O SR. LÚCIO ALCÂNTARA (PSDB - CE) - Sr. Presidente, Srªs. e Srs. Senadores, afirma-se que a genialidade autêntica não é, via de regra, devidamente reconhecida durante a existência de seu portador. Essa idéia é muito difundida, desde, pelo menos, a época do Romantismo, em que o criador era visto como alguém avançado para o seu tempo, recebendo, enquanto vivo, a incompreensão da sociedade, mesmo que depois viesse a ser consagrado.  
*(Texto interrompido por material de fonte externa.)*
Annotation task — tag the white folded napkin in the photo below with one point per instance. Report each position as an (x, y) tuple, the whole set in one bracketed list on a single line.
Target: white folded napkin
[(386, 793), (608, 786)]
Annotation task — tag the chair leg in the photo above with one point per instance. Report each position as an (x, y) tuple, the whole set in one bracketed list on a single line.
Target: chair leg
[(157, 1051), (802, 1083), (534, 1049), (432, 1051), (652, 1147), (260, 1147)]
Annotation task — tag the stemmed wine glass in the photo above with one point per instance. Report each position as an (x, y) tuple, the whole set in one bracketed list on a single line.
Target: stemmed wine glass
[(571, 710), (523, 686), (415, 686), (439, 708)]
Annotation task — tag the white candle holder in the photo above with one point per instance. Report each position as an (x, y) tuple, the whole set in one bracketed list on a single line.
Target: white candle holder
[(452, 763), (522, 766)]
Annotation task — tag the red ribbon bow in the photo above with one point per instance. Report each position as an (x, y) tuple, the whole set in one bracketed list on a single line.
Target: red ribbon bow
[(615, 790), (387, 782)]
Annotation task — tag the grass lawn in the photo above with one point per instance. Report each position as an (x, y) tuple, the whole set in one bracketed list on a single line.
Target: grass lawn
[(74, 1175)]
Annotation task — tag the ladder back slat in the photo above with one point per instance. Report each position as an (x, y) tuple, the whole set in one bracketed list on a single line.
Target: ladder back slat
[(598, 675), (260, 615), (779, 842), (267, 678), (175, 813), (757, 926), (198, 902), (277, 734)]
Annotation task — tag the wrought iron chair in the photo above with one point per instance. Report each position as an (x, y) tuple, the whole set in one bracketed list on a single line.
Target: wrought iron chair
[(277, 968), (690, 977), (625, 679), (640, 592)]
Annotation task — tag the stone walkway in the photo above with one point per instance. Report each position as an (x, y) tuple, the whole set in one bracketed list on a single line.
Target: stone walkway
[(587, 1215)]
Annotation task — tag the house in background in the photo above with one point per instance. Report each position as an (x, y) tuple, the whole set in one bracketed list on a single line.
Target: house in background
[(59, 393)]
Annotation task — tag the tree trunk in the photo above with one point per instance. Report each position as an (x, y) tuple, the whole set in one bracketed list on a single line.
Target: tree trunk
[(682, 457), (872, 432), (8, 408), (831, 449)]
Esta reflexão inicial ocorre-me no momento em que me proponho a homenagear talvez o menos romântico de todos os nossos poetas: João Cabral de Melo Neto. Dizem alguns que ele representa um daqueles casos em que um grande poeta tem em vida o reconhecimento a que faz jus. Não é isso, entretanto, o que me parece. É certo que a incompreensão inicial que sua poesia difícil e exigente encontrou foi em grande parte superada. Podemos lembrar-nos daquele crítico que censurou o autor, no início dos anos 50, por utilizar as palavras "cachorro" e "fruta", consideradas por ele pouco poéticas, em lugar dos termos "cão" e "fruto", endossados pela tradição lírica. Tal preconceito vocabular tornou-se, hoje, tão somente risível. O grau de inovação e a ousadia alcançadas pela poesia de João Cabral, no entanto, vão muito além do recurso a palavras pouco utilizadas em poesia. De maneira que é louvável que a Academia Brasileira de Letras, baluarte da tradição, tenha-no eleito para ingressar em seus quadros já em 1968. A concessão do prêmio Luís de Camões, pelos governos do Brasil e de Portugal, em 1990, e do Neustadt, da Universidade de Oklahoma, considerado uma espécie de passaporte para o Nobel, em 1992, foram, por sua vez, marcos significativos do reconhecimento internacional do poeta pernambucano.  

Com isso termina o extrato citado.